Hm, might be location specific, my search results only return direct matches for "pingguo".

To me still seems to be a niche feature that isn't related to DB version.

Afraid that folks (in general, not necessarily you in particular or this request) are starting to add a lot of requests to alpha-db-feedback that are general feature requests that are not necessarily related to DB version, in the hope that devs pay more attention here and priotize these requests.

Imho, such requests should go to some other place and db-feedback should only be related to specific DB requests.

If MD version doesn't have it and it's not related to new DB-only features -> should not go as a feature request here.

But a thread like this probably not the right place to discuss these fundamental things.
maybe @bleak tide could add some guidance to the channels if he agrees

bleak tide
#

But so far here (Discord), the forum, and GitHub are the places to have discussions about Logseq — also for the more fundamental things outside of DB. Even if the devs don't always engage in the discussions, they do read them. I know Tienson does.

#

From what I've seen so far, the devs are good at ignoring the stuff that's not relevant to them right now 😉 I know this isn't nice for the people discussing the things unrelated to Logseq DB, but that's the state things are in at the moment

lone osprey
#

The team has explicitly requested that DB related feature requests go in #1275533796476715009. They take a number of factors into account: their own vision of the app, how difficult something is to implement, and how many votes requests get from other users. So there is no need to police the requests of other users simply because they don't mach your own - just don't vote for it.

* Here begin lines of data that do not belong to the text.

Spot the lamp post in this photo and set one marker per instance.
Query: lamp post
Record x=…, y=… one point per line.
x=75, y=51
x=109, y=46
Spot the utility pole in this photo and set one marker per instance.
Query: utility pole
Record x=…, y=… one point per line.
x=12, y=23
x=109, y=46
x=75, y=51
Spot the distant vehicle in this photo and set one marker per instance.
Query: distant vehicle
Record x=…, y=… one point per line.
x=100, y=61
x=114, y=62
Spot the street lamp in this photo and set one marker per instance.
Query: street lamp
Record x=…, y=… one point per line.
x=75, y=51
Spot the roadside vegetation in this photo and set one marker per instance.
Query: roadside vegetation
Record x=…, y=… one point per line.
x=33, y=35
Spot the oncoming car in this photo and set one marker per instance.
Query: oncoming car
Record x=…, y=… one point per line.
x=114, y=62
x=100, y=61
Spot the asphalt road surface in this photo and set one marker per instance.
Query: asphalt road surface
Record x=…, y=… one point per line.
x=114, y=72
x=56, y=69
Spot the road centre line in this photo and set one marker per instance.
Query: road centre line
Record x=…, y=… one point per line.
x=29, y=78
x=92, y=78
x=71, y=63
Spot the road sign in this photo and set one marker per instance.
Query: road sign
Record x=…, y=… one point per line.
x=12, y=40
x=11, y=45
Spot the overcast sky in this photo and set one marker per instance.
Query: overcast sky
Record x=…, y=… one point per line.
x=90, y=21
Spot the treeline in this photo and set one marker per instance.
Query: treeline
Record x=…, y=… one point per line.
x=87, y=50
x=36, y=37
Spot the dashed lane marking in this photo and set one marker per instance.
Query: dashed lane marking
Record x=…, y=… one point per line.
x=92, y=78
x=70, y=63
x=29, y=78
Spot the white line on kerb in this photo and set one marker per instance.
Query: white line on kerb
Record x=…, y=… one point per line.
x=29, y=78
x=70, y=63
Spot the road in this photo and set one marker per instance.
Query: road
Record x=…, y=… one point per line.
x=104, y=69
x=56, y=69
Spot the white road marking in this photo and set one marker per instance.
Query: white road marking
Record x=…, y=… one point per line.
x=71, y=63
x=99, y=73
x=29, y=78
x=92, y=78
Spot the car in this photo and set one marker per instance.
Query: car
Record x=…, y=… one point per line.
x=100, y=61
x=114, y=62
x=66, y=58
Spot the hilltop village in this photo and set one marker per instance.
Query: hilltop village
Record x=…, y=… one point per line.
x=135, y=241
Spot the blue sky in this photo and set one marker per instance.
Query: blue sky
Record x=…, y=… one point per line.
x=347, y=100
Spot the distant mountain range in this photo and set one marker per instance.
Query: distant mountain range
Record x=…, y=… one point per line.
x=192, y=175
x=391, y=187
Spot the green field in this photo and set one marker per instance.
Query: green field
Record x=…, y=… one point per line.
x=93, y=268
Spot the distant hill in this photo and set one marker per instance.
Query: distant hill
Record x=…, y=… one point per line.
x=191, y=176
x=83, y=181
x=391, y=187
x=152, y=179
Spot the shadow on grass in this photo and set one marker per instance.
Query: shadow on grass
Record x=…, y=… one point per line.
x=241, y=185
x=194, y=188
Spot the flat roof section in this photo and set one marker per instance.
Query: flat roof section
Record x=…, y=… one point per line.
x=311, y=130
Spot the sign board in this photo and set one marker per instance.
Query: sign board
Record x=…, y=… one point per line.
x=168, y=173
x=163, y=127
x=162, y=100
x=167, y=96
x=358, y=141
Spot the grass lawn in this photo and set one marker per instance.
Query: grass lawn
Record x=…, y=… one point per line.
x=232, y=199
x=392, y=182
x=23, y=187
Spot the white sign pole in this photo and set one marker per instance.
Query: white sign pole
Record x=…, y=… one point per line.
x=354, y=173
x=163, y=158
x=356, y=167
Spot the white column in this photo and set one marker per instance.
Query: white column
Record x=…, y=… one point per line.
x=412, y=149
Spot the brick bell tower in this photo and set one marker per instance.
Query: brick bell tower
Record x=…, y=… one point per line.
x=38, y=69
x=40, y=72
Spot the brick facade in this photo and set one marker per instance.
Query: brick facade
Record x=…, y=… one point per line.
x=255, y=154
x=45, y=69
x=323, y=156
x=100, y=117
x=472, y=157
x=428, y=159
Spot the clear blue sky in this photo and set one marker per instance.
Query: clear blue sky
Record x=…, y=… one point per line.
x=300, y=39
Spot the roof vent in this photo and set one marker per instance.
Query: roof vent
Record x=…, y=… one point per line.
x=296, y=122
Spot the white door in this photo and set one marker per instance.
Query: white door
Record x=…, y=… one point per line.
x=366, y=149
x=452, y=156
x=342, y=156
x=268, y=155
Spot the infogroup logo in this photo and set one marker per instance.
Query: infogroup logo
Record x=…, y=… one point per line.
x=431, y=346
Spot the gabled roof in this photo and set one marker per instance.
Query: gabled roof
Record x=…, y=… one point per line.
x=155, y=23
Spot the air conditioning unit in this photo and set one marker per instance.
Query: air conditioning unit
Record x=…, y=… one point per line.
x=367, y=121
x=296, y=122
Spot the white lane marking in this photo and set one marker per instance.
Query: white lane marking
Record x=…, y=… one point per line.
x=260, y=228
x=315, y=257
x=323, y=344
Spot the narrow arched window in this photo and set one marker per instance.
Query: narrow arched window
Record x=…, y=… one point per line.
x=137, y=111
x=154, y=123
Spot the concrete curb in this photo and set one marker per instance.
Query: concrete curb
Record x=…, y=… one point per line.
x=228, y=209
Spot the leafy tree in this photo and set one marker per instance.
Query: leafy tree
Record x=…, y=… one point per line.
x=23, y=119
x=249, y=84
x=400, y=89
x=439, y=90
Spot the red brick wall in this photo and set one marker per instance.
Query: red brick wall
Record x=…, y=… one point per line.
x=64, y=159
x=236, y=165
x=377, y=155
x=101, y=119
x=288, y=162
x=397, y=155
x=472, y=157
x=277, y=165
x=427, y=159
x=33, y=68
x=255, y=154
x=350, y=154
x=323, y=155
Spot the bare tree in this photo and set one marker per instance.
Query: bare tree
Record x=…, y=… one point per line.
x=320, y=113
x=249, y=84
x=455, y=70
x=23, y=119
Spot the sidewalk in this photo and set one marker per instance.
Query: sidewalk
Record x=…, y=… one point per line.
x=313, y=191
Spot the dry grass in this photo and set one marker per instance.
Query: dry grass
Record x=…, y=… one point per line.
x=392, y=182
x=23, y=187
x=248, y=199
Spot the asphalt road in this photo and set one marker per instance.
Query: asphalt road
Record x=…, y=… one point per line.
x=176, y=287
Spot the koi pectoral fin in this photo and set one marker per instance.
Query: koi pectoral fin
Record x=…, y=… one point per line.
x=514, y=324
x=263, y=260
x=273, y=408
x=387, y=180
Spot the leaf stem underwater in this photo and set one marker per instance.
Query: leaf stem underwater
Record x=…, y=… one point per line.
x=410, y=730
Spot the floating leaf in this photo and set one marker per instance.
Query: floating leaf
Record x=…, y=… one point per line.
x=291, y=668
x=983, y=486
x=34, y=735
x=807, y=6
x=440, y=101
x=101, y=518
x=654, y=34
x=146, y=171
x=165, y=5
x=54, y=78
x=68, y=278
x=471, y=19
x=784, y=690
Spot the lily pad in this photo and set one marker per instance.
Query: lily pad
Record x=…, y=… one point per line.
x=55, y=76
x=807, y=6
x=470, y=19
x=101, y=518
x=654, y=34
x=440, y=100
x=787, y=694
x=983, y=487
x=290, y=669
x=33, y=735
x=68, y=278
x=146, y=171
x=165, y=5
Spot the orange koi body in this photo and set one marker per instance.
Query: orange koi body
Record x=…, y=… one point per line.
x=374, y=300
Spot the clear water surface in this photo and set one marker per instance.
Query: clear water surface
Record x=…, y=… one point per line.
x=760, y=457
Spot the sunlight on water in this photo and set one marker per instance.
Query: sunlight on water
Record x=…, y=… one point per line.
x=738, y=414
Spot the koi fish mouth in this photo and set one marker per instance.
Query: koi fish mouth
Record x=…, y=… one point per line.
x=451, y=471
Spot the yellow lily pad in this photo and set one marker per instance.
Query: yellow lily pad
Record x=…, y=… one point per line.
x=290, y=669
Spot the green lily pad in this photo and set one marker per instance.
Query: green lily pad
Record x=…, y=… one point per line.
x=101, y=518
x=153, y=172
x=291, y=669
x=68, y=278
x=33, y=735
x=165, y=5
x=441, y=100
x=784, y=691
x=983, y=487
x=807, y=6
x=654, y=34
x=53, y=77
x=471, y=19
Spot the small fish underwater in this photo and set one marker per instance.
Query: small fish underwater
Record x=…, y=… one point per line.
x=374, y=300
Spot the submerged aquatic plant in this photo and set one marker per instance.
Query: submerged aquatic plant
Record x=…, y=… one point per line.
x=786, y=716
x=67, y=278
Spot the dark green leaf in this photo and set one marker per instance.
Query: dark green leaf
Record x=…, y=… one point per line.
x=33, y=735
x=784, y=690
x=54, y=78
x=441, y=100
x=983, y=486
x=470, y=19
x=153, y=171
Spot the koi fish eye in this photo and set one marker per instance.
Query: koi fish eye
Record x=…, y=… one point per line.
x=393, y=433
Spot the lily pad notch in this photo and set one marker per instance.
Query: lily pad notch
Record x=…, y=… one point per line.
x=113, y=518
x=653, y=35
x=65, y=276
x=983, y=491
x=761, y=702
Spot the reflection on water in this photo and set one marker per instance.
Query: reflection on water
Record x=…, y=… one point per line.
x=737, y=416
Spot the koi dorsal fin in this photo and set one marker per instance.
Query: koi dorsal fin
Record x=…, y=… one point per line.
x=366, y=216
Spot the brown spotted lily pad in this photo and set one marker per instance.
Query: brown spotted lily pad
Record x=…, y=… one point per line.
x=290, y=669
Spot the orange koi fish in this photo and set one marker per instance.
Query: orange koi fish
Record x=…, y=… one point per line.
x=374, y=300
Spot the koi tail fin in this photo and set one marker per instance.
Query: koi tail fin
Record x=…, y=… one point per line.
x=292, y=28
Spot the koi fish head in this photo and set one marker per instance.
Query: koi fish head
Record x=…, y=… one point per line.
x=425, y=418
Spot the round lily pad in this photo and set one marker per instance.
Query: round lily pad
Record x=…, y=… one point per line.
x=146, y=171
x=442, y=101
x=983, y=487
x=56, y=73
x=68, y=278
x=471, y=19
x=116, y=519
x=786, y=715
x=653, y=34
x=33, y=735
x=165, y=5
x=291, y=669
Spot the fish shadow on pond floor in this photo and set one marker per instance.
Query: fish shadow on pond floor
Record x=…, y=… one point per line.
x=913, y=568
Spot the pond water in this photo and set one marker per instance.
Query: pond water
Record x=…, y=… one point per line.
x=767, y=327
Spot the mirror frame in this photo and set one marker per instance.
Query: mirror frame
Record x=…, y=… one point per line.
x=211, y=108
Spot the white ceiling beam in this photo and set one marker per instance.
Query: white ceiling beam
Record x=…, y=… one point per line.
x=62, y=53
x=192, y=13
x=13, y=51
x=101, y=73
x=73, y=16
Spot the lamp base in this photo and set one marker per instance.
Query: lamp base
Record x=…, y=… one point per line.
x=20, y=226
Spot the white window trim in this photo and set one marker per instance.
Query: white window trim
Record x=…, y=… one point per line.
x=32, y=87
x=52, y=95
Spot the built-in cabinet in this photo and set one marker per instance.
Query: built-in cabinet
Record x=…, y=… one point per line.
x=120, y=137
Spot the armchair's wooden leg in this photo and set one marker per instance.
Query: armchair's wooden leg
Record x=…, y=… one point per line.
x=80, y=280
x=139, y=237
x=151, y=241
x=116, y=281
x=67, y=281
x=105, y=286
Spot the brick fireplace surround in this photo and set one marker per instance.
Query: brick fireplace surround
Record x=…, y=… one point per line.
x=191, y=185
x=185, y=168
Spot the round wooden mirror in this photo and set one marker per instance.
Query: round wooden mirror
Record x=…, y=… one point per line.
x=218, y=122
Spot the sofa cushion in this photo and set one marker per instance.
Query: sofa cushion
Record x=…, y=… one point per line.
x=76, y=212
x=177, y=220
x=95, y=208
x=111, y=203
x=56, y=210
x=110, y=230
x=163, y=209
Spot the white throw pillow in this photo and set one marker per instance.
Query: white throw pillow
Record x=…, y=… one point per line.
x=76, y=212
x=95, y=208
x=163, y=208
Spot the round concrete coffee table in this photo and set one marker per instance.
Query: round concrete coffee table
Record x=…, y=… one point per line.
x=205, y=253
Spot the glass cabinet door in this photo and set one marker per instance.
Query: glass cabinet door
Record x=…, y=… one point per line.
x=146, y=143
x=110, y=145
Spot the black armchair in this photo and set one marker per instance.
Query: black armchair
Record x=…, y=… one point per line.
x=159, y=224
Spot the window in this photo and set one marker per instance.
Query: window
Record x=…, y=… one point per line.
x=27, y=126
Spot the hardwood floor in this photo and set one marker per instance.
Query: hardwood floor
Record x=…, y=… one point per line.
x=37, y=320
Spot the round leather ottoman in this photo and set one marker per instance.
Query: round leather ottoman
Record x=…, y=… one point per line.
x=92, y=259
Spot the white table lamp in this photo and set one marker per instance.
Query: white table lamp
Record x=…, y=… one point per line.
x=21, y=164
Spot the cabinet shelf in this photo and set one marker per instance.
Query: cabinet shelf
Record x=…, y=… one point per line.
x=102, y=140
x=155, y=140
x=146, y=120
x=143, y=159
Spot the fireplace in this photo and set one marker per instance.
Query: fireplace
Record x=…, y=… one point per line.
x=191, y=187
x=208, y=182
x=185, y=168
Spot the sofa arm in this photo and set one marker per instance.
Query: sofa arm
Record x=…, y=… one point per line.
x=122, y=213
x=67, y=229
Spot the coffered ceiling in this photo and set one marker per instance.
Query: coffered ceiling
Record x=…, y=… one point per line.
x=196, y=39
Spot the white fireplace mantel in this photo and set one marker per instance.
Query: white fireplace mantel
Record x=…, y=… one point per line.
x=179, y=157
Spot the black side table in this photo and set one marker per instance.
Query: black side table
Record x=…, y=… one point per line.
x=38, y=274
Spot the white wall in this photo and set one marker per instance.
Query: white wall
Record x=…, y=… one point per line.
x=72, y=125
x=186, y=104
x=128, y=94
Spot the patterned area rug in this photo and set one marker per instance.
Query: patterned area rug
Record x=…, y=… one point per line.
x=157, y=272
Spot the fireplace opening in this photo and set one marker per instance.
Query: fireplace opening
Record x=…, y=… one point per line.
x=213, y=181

Also note that multilingual search has always been key feature of Logseq DB and MD, and this is simply a request to improve how it works. It is especially relevant now as they are tweaking the search architecture. I trust the team to know how much of a distraction this improvement would be and to make their own choices accordingly.

steel urchin
#

Not policing anything, just noting the fact that this isn’t a DB related request - or does it currently work in the MD version and stopped working in DB?